Hey,
I’m trying to slice multiple contiguous regions from a larger tensor, preserving their shape.
Currently I manage to do this using the following function

# volume is (C, D, H, W)
# centers is (N, 3)
def gather_receiptive_fields(volume, centers, ks=3):
L = ks // 2
R = L+1 # slice end indices are exclusive, thus +1
pad_vol = F.pad(volume, tuple([L]*6)) # Pad in case a center is at volume border
return torch.stack([pad_vol[..., # keep channel dims as is
coord[0]-L : coord[0]+R,
coord[1]-L : coord[1]+R,
coord[2]-L : coord[2]+R] for coord in centers + L # Shift by ks//2 to account for padding
])

The result being a tensor of shape (N, C, KS, KS, KS) that contains all N ks^3 bricks around the given centers.
My problem is now that for large N this becomes quite slow, so I wonder whether there is a PyTorch function I could abuse to do such indexing for all N in one operation, hopefully getting around that Python loop there.

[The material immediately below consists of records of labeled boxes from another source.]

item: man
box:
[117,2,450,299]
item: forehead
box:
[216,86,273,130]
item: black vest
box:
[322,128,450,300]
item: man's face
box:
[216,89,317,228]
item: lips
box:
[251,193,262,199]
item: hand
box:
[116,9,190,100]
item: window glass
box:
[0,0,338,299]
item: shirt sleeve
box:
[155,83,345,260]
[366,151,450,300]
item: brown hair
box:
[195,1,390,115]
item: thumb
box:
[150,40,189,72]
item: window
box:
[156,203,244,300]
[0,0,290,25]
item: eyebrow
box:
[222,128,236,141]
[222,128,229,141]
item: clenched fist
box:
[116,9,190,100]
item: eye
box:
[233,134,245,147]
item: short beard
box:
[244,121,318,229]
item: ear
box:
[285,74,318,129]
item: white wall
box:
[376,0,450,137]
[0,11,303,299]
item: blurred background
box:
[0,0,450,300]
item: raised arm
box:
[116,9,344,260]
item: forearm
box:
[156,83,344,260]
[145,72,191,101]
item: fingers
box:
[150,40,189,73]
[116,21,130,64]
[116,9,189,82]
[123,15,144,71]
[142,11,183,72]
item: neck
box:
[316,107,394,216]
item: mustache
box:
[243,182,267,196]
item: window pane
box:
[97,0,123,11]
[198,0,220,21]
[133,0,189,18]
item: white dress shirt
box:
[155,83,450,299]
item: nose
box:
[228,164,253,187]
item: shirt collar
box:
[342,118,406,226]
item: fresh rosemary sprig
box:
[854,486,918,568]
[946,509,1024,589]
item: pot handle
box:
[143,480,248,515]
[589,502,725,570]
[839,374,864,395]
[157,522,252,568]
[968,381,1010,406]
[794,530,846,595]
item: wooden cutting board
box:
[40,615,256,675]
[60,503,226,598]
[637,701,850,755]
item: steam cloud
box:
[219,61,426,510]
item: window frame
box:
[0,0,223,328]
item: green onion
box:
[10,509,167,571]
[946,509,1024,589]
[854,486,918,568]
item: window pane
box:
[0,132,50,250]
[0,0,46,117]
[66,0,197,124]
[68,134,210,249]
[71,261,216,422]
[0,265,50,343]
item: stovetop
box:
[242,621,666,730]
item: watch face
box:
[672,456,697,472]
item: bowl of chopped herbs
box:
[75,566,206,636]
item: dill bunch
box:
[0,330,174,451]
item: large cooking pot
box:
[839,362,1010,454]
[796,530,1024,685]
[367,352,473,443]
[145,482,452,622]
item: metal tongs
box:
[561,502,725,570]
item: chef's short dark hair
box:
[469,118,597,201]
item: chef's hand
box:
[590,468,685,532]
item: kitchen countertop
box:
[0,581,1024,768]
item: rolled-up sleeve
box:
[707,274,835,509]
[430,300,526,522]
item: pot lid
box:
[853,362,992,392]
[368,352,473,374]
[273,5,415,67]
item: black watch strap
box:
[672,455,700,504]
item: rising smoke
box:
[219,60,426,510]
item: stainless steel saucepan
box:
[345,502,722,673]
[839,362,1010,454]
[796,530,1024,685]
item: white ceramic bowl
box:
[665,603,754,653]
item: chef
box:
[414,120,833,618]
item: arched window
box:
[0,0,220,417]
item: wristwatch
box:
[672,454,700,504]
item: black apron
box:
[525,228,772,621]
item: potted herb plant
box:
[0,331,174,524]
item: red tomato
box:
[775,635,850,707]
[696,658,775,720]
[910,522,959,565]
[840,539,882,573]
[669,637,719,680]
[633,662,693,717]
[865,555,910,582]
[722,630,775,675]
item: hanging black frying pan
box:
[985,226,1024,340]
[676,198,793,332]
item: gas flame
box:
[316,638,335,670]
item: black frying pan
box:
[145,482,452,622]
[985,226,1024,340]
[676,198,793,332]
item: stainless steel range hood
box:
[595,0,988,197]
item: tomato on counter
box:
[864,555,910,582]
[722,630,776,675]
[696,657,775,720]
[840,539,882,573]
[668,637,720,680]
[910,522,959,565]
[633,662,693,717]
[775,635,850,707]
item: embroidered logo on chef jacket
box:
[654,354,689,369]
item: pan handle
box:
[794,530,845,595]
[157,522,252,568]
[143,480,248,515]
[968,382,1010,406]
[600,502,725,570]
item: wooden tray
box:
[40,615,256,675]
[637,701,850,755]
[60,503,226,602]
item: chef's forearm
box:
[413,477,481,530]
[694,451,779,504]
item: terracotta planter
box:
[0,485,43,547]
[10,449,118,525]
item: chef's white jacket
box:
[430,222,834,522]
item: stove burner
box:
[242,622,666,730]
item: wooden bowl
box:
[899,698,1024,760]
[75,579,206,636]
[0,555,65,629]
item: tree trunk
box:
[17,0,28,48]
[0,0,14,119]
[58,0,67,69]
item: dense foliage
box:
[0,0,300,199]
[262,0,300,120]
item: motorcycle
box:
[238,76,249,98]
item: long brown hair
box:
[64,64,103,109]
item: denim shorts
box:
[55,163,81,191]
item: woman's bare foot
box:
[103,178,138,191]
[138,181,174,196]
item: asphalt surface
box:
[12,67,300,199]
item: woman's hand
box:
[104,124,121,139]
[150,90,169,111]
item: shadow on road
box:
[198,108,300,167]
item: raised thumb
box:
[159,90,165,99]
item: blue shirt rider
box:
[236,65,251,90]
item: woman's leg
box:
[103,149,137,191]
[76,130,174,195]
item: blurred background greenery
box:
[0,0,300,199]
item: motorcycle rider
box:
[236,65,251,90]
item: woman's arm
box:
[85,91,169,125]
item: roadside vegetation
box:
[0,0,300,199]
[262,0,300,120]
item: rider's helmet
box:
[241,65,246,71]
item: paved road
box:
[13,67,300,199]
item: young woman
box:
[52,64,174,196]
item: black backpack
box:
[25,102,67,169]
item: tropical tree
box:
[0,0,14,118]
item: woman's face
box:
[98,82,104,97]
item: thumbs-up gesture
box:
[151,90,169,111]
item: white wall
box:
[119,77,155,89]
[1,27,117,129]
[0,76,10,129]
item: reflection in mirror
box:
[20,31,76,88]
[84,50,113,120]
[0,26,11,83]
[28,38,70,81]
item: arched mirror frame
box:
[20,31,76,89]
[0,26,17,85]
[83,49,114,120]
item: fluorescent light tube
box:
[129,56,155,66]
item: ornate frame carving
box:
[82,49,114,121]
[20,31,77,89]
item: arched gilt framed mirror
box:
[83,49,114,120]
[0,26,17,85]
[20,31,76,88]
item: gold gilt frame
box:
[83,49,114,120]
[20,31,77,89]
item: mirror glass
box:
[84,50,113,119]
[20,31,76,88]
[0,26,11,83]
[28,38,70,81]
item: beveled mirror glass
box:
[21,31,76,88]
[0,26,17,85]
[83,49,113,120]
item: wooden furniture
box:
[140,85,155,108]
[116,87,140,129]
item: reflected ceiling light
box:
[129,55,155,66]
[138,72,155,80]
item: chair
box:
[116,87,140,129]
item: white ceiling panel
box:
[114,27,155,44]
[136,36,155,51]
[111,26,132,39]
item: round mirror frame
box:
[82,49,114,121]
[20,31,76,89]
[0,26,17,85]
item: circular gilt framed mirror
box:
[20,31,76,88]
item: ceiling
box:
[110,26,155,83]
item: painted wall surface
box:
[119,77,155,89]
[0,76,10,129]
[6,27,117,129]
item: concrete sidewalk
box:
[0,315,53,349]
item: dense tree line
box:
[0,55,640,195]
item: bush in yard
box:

Thanks for your answer! This does indeed look very related, unfortunately it only supports 2D image-like tensors at the moment, but I will investigate if I can abuse it for my task as well

One way to speed things up for my case (N ~ 65k with ks = (9,9,9)) is definitely to loop over the 9x9x9 = 729 brick entries (getting N values every iteration) instead of looping over N (getting only 729 entries per iteration).
This change gives me a speed up of around ~40x and gets me quite close to usable speed. Here’s the impl:

def gather_receiptive_fields2(volume, centers, ks=3):
L = ks // 2
offsets = [[L+i,L+j,L+k] for i in range(-L, L+1) for j in range(-L, L+1) for k in range(-L, L+1)]
pad_vol = F.pad(volume, tuple([L]*6))
return torch.stack([pad_vol[...,
centers[:, 0] + off[0],
centers[:, 1] + off[1],
centers[:, 2] + off[2]] for off in offsets
]).permute(2,1,0).reshape(centers.size(0), volume.size(0), ks, ks, ks).contiguous()

I still feel like there should be a faster approach tho